Bewaring in beslag genomen goederen:
Met betrekking tot de in beslag genomen voorwerpen, te weten:
1. één zwarte AXA sleutel;
2. één gouden ring;
3. één zilveren armband;
4. één blauwe Sandisk geheugenkaart;
5. één zwarte 2 GB Sandisk kaart;
6. drie bonuskaarten;
7. drie losse sleutels van diverse merken,
kan thans geen persoon als rechthebbende worden aangemerkt. De rechtbank zal de bewaring van deze voorwerpen ten behoeve van de rechthebbende gelasten.
De toepasselijke wettelijke voorschriften
De op te leggen straf is gegrond op de artikelen 14a, 14b, 14c, 14d, 45, 57, 310 en 311 van het Wetboek van Strafrecht.
DE BESLISSING
De rechtbank beslist als volgt:
Verklaart bewezen dat de verdachte de onder 1 t/m 4 ten laste gelegde feiten, zoals hiervoor vermeld, heeft begaan.
Verklaart niet bewezen wat aan de verdachte onder 1 t/m 4 meer of anders is ten laste gelegd dan hierboven als bewezen is aangenomen en spreekt de verdachte daarvan vrij.

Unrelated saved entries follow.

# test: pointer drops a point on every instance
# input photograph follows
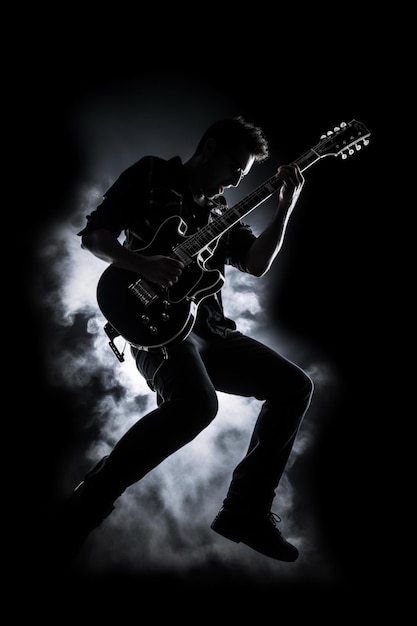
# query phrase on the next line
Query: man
(205, 352)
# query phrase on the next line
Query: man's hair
(237, 131)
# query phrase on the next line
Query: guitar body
(149, 316)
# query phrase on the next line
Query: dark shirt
(153, 190)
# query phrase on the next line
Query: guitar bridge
(112, 333)
(143, 292)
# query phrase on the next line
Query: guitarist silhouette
(162, 292)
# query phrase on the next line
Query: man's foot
(257, 531)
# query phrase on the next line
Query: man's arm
(266, 246)
(159, 269)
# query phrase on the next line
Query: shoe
(259, 532)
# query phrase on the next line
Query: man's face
(225, 168)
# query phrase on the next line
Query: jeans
(186, 383)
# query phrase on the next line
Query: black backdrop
(337, 312)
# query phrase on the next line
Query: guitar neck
(343, 141)
(215, 229)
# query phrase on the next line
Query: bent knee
(205, 406)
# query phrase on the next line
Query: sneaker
(259, 532)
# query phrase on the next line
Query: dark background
(331, 291)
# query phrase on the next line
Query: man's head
(226, 153)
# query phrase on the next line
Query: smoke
(163, 522)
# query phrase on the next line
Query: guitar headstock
(343, 140)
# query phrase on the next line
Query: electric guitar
(151, 317)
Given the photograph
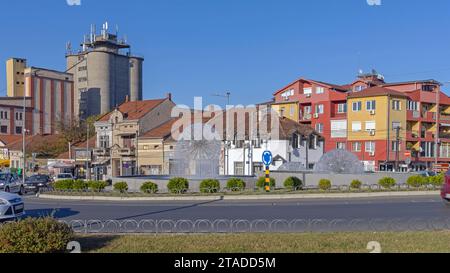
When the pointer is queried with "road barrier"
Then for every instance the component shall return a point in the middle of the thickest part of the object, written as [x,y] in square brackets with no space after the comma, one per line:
[183,226]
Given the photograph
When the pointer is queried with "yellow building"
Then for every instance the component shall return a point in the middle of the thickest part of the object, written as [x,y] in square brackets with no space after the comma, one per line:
[377,126]
[15,77]
[289,109]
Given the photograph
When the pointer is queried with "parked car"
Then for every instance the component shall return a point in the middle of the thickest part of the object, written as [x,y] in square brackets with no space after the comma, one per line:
[427,173]
[11,207]
[64,176]
[36,182]
[10,182]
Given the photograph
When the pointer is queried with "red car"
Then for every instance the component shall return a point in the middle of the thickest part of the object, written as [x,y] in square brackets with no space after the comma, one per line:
[445,192]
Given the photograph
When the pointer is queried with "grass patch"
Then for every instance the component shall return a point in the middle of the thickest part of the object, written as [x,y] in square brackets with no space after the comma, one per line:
[391,242]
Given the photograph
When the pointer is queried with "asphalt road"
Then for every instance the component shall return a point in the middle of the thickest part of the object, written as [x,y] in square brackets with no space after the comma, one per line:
[376,214]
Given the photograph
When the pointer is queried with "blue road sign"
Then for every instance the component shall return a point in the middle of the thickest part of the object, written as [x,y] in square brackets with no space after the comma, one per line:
[267,158]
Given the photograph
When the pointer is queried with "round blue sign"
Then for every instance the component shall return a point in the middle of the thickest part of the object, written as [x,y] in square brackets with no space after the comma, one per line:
[267,158]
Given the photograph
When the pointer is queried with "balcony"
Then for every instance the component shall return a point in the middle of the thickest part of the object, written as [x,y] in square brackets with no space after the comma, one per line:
[127,152]
[102,152]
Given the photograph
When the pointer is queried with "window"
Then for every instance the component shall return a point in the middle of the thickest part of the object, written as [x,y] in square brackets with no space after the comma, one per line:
[396,125]
[319,109]
[341,146]
[307,90]
[396,105]
[396,146]
[370,147]
[371,125]
[357,106]
[339,128]
[356,147]
[342,108]
[356,126]
[359,88]
[239,168]
[371,105]
[319,127]
[413,105]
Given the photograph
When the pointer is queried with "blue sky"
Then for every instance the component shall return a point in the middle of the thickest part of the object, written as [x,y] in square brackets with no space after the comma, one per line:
[248,47]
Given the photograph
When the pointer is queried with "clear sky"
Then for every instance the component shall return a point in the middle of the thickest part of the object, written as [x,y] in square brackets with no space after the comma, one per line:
[248,47]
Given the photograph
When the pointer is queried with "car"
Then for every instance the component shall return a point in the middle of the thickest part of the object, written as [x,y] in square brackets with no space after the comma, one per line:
[36,182]
[10,182]
[11,207]
[64,176]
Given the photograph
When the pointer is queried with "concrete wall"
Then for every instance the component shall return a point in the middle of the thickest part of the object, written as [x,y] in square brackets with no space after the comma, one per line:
[312,179]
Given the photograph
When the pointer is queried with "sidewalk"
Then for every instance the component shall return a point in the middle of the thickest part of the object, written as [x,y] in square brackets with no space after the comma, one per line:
[247,197]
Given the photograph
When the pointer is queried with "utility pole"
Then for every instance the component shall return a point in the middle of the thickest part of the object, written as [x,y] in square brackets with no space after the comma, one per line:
[397,151]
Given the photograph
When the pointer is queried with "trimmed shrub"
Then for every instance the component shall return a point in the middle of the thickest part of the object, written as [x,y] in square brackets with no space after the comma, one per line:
[417,181]
[149,187]
[121,187]
[356,185]
[387,182]
[178,185]
[325,184]
[97,186]
[80,185]
[236,184]
[261,183]
[209,186]
[293,183]
[63,185]
[35,235]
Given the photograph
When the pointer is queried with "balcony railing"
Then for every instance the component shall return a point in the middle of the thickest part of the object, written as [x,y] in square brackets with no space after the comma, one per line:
[127,152]
[102,152]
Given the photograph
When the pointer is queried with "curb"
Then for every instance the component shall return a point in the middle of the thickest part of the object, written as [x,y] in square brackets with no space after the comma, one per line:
[245,197]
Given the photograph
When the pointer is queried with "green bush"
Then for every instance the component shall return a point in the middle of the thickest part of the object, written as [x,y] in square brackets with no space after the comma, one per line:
[236,184]
[261,183]
[80,185]
[387,182]
[325,184]
[149,187]
[63,185]
[293,183]
[209,186]
[35,235]
[121,187]
[356,185]
[417,181]
[436,180]
[97,186]
[178,185]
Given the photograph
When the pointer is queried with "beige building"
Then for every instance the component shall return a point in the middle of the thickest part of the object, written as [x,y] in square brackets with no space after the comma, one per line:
[15,77]
[118,134]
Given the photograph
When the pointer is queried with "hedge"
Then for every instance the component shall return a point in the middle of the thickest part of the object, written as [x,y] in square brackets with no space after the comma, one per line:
[121,187]
[236,184]
[293,182]
[261,183]
[209,186]
[149,187]
[35,235]
[178,185]
[325,184]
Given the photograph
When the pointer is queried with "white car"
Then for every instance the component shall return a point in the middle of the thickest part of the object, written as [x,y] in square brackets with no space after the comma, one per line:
[64,176]
[11,207]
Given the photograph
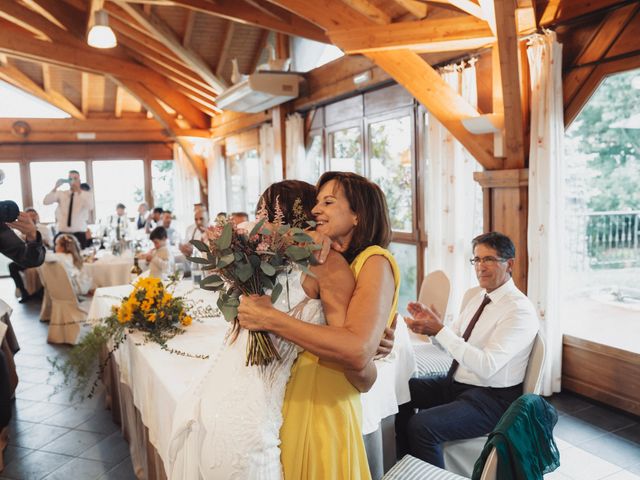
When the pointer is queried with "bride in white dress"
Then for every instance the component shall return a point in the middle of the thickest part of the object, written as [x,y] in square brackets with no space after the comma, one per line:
[228,422]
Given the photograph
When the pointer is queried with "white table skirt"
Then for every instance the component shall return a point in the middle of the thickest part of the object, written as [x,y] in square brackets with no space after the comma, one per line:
[158,379]
[110,271]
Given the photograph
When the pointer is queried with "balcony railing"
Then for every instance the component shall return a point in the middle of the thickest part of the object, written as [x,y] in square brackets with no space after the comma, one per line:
[603,240]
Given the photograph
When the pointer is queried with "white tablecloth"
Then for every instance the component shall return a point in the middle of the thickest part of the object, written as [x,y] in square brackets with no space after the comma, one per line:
[158,379]
[110,270]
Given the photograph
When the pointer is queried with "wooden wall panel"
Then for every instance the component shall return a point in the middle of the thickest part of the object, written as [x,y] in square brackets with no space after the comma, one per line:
[604,373]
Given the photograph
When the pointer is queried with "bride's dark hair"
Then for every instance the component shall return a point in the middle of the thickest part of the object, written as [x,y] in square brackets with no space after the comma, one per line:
[296,199]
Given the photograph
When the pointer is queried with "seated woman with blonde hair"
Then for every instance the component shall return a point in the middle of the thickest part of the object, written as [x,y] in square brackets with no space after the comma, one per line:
[67,251]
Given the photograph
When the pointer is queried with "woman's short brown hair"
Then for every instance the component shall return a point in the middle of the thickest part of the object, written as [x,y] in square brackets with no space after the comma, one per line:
[287,192]
[369,204]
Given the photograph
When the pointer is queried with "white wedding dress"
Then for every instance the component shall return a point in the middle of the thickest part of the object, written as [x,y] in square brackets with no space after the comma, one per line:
[228,422]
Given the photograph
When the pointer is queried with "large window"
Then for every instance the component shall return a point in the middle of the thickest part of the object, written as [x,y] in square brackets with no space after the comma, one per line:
[43,179]
[390,154]
[128,175]
[346,150]
[602,216]
[11,188]
[162,172]
[243,177]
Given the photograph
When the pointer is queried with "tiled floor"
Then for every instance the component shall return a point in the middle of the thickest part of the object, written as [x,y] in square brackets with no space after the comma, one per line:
[53,438]
[595,442]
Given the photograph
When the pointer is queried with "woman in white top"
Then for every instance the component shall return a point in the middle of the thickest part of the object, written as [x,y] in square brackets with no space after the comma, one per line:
[67,252]
[159,258]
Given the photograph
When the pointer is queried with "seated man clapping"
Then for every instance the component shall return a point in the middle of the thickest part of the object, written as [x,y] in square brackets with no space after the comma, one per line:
[490,343]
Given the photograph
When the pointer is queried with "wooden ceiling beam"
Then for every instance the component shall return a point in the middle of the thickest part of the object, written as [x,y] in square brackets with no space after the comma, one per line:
[188,28]
[369,10]
[328,14]
[84,94]
[61,13]
[262,43]
[162,32]
[16,77]
[426,85]
[437,35]
[82,57]
[415,8]
[510,80]
[242,12]
[224,48]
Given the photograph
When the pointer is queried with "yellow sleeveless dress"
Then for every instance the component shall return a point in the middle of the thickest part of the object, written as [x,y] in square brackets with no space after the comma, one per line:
[321,434]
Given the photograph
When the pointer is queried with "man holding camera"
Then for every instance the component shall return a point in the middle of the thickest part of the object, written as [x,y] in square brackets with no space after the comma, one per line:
[73,209]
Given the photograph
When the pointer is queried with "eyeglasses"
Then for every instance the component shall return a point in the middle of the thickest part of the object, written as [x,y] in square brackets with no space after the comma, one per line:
[487,260]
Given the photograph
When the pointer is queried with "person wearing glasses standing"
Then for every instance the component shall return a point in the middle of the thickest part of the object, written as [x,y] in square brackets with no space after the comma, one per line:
[74,207]
[490,343]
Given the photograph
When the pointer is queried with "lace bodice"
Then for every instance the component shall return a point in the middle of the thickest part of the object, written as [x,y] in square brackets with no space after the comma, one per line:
[239,414]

Verklaart dat het onder 1 t/m 4 bewezenverklaarde strafbaar is en dat dit de hierboven vermelde strafbare feiten oplevert.
Verklaart de verdachte daarvoor strafbaar.
Veroordeelt de verdachte tot een GEVANGENISSTRAF voor de duur van
12 (twaalf) maanden.
Bepaalt dat van deze gevangenisstraf een gedeelte, groot 4 (vier) maanden, niet ten uitvoer zal worden gelegd, tenzij later anders mocht worden gelast.
Stelt daarbij een proeftijd vast van twee jaren.
Bepaalt dat de tenuitvoerlegging kan worden gelast indien:
- de veroordeelde zich voor het einde van de proeftijd aan een strafbaar feit schuldig maakt.
- de veroordeelde na te melden bijzondere voorwaarde niet naleeft:
- dat de veroordeelde zich gedurende de proeftijd gedraagt naar de door of namens het Leger des Heils Jeugdzorg & Reclassering te geven aanwijzingen, zolang die reclasseringsinstelling dat nodig acht, met opdracht aan voornoemde instelling de veroordeelde bij de naleving van de voorwaarden hulp en steun te verlenen.
Beveelt dat de tijd die de veroordeelde vóór de tenuitvoerlegging van deze uitspraak in verzekering en voorlopige hechtenis heeft doorgebracht, bij de uitvoering van de opgelegde gevangenisstraf geheel in mindering zal worden gebracht.
Gelast de bewaring van de hierboven onder 1 t/m 7 genoemde voorwerpen ten behoeve van de rechthebbende.
Dit vonnis is gewezen door mrs. P. Bender, A. Wassing en D.C.P.M. Straver, bijgestaan door mr. P. Groot-Smits als griffier
en uitgesproken op de openbare terechtzitting van deze rechtbank van 30 december 2008.